When you click a button, the Slack interaction handler (agent-server/src/orchestration/interactions/interaction-handlers.ts) resolves or rejects the plan:
Approve → publishes plan.approved on the event bus, resolves the pending HTTP request, and the agent's hook script returns success, allowing the agent to proceed.
Reject → the pending HTTP request resolves with approved: false and your feedback text, which the agent receives and can use to revise.

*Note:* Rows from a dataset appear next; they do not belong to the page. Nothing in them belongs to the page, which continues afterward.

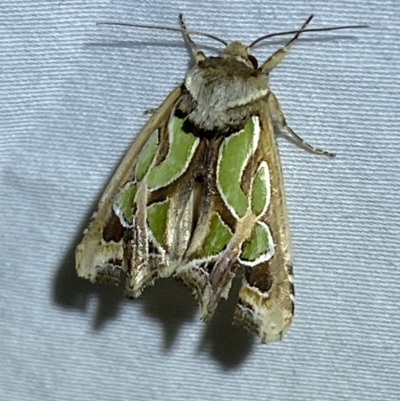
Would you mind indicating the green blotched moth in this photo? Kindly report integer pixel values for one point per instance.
(199, 195)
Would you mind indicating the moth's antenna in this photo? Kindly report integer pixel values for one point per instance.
(335, 28)
(165, 28)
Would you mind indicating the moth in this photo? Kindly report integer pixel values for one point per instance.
(199, 195)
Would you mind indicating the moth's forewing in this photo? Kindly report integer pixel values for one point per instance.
(200, 196)
(104, 250)
(266, 298)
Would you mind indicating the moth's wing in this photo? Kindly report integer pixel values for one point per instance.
(102, 254)
(266, 298)
(230, 233)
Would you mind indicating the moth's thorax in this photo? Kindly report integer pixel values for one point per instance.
(221, 93)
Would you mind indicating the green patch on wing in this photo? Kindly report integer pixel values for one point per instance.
(181, 150)
(235, 151)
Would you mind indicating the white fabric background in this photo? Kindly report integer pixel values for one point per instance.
(72, 97)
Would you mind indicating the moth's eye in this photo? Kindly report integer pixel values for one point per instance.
(253, 61)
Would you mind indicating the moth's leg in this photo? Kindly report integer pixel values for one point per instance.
(281, 53)
(279, 121)
(150, 112)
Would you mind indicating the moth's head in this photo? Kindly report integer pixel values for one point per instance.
(240, 52)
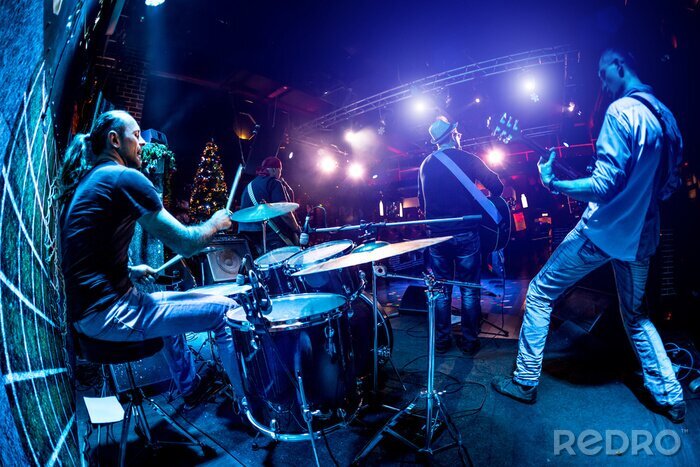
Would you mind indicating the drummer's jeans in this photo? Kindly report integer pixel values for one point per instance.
(458, 259)
(138, 316)
(571, 261)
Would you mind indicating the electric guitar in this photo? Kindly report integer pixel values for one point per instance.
(507, 129)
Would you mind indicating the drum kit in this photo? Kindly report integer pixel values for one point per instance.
(307, 345)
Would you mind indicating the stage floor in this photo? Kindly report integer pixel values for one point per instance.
(587, 384)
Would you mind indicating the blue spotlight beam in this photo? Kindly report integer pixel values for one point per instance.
(438, 82)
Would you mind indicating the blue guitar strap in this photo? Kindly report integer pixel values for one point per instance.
(478, 196)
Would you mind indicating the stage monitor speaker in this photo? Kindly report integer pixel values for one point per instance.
(224, 261)
(414, 300)
(150, 371)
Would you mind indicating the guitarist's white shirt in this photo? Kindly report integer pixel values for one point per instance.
(626, 224)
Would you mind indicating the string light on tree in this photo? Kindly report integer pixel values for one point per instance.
(210, 192)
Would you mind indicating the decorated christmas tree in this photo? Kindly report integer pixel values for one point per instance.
(209, 193)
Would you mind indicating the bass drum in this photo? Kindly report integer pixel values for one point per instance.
(361, 323)
(304, 353)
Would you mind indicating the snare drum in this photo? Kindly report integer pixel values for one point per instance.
(226, 289)
(272, 271)
(344, 281)
(307, 345)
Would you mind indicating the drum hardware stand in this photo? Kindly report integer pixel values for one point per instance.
(431, 396)
(307, 417)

User questions (AskUserQuestion)¶

When the agent calls AskUserQuestion (e.g., to clarify a design choice), the flow is structurally identical but uses different events:

HTTP POST to agent-server:3001/hook/ask-user-question with question definitions.
The hook-bridge publishes ask-user.requested on the event bus.
The subscriber posts a Slack message with an Answer button.
Clicking Answer opens a modal form (single-select, multi-select, or text input per question).
On modal submit, the handler publishes ask-user.answered and resolves the HTTP request with the user's answers.

PI backend difference¶

The PI coding-agent backend uses a different resolution mechanism. Instead of resolving an HTTP request, PI's plan and question responses go through sendExtensionUiResponse() — a PI-native extension UI callback. The hook-bridge provides non-blocking publish helpers (publishPlanSubmitted, publishAskUserRequested) for this path.

Why the agent isn't given root¶

Cortex operates with the same privileges as the user who launched it. There is no sudo, no Docker socket, and no privilege escalation path. The forbidden bucket (installing system packages, modifying system config, rm -rf) exists to prevent the agent from destabilizing the machine even if it has the Unix permissions to do so.

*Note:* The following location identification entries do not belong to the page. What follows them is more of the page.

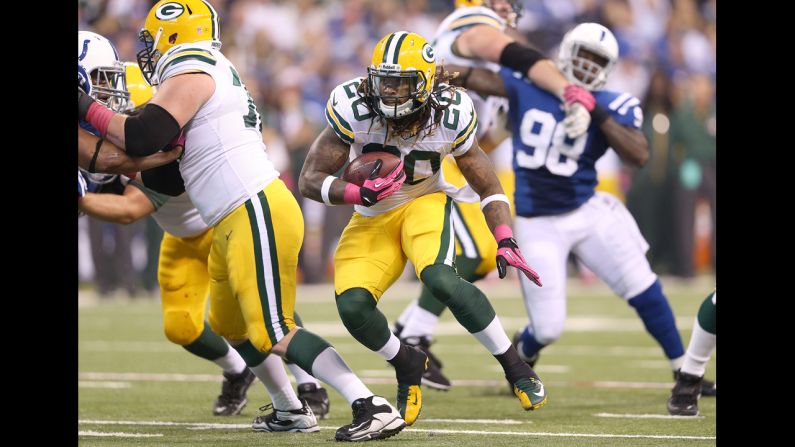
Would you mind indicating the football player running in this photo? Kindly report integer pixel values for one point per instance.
(558, 211)
(184, 280)
(404, 108)
(476, 35)
(258, 227)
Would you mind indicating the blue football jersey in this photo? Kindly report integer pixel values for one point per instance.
(555, 174)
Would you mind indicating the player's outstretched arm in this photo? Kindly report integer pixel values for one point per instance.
(112, 159)
(326, 156)
(630, 144)
(123, 209)
(484, 82)
(159, 122)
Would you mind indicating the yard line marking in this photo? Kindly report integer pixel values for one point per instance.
(645, 416)
(414, 430)
(478, 421)
(99, 384)
(118, 434)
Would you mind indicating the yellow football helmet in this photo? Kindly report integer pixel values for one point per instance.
(171, 23)
(401, 74)
(140, 90)
(468, 3)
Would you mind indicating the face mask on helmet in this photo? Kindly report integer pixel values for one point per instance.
(587, 55)
(171, 23)
(98, 62)
(397, 93)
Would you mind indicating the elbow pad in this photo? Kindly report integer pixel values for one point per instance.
(164, 179)
(149, 131)
(519, 57)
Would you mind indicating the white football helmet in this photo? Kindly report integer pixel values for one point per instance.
(588, 54)
(101, 63)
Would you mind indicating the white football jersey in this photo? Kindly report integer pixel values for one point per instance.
(225, 162)
(449, 30)
(177, 216)
(422, 154)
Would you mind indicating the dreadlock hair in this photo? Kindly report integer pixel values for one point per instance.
(408, 126)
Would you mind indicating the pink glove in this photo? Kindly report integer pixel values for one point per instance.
(575, 94)
(375, 189)
(508, 254)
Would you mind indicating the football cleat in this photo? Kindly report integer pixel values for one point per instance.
(316, 397)
(530, 392)
(373, 418)
(409, 377)
(432, 377)
(233, 393)
(300, 420)
(684, 395)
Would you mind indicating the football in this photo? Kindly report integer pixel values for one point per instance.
(370, 165)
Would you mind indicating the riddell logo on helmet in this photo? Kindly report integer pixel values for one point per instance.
(427, 53)
(169, 11)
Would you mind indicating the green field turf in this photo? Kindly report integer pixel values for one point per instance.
(606, 378)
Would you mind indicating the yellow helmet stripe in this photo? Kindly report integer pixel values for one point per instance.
(475, 19)
(464, 135)
(214, 20)
(393, 47)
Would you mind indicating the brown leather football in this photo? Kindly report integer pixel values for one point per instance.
(370, 165)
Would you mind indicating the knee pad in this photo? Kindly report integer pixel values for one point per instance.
(441, 280)
(180, 328)
(357, 309)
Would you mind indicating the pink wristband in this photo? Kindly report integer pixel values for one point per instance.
(99, 116)
(502, 232)
(352, 194)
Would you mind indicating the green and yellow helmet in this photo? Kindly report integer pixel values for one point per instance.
(401, 74)
(174, 22)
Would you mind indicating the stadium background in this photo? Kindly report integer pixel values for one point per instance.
(291, 54)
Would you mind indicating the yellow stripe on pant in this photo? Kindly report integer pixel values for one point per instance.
(184, 285)
(252, 266)
(372, 251)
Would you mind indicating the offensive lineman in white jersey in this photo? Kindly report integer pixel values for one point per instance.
(257, 222)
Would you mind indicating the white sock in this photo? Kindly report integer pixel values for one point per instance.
(231, 362)
(331, 368)
(677, 362)
(702, 343)
(404, 317)
(391, 348)
(493, 337)
(302, 376)
(421, 323)
(271, 373)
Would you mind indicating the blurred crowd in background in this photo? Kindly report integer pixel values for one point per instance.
(292, 53)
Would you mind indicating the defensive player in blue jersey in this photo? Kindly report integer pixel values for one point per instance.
(557, 210)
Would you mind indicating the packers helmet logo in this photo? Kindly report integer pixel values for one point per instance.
(169, 11)
(427, 53)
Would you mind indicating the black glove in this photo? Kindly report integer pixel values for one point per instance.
(83, 103)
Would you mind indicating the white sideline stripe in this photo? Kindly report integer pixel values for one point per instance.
(100, 384)
(152, 377)
(118, 434)
(478, 421)
(645, 416)
(411, 430)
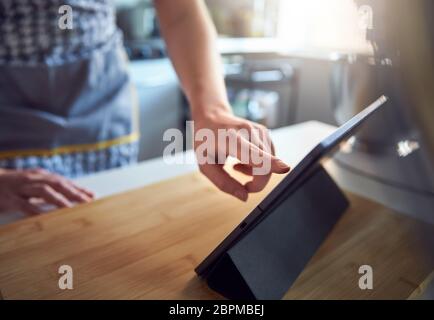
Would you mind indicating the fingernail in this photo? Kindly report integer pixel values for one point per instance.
(241, 195)
(283, 166)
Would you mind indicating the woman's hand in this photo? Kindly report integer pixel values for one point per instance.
(251, 145)
(20, 190)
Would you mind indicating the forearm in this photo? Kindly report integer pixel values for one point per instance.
(191, 43)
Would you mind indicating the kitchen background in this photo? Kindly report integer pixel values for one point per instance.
(280, 57)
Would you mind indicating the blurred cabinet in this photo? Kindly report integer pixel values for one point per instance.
(160, 103)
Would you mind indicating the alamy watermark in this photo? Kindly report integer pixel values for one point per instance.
(66, 19)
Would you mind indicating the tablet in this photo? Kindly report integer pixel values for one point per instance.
(289, 183)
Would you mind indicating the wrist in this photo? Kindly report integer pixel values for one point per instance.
(209, 109)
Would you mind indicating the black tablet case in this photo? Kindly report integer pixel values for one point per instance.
(269, 258)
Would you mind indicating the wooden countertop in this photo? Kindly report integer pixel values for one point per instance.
(144, 244)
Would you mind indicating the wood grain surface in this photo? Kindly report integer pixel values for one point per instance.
(145, 244)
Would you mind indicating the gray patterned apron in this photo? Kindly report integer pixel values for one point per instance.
(66, 102)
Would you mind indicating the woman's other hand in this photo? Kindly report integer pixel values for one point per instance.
(26, 190)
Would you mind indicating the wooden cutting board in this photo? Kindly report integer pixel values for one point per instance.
(145, 244)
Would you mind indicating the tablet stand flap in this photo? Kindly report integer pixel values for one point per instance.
(268, 259)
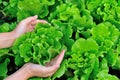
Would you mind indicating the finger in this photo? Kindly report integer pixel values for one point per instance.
(60, 57)
(29, 19)
(39, 21)
(57, 59)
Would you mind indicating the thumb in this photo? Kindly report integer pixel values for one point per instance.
(29, 19)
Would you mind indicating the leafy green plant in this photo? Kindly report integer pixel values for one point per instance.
(88, 29)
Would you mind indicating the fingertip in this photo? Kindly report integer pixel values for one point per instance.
(36, 16)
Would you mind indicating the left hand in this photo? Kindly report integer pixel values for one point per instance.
(45, 71)
(27, 25)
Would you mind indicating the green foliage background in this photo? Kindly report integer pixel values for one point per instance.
(89, 30)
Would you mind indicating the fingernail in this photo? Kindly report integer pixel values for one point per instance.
(36, 16)
(63, 51)
(57, 66)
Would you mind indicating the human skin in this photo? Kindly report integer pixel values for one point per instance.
(29, 69)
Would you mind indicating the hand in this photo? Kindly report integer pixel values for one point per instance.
(27, 25)
(48, 70)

On remote machines, the cortex-client process also runs as the user who started it — no privilege escalation. The WebSocket protocol between server and client has no authentication token (it trusts the network boundary), so the client should only be exposed on localhost or behind a Tailscale/VPN perimeter.

Audit trail¶

Approvals are logged in three places:

PENDING_APPROVALS.md — each queued operation is appended here with full detail and final status (approved/rejected). This is the human-readable audit trail.
Event bus JSONL — plan.submitted and plan.approved events are persisted by the event logger to daily-rolling events-YYYYMMDD.jsonl files in ~/.cortex/data/.
Slack conversation — every approval interaction leaves a visible Slack message with the Approve/Provide Feedback buttons or the question modal. The conversation history is the operational record.

Configuration¶

The safety boundary classification lives in the root CORTEX.md at ~/.cortex/CORTEX.md under the "安全边界" (Safety Boundary) section. The need-approval skill maintains a synced copy. If you modify the safety boundary rules, update both locations.

The PENDING_APPROVALS.md file lives at ~/.cortex/context/PENDING_APPROVALS.md. It is created automatically on first use.

No additional configuration is required — the approval system is built into the agent's core reasoning and fires automatically when the agent considers a high-privilege operation.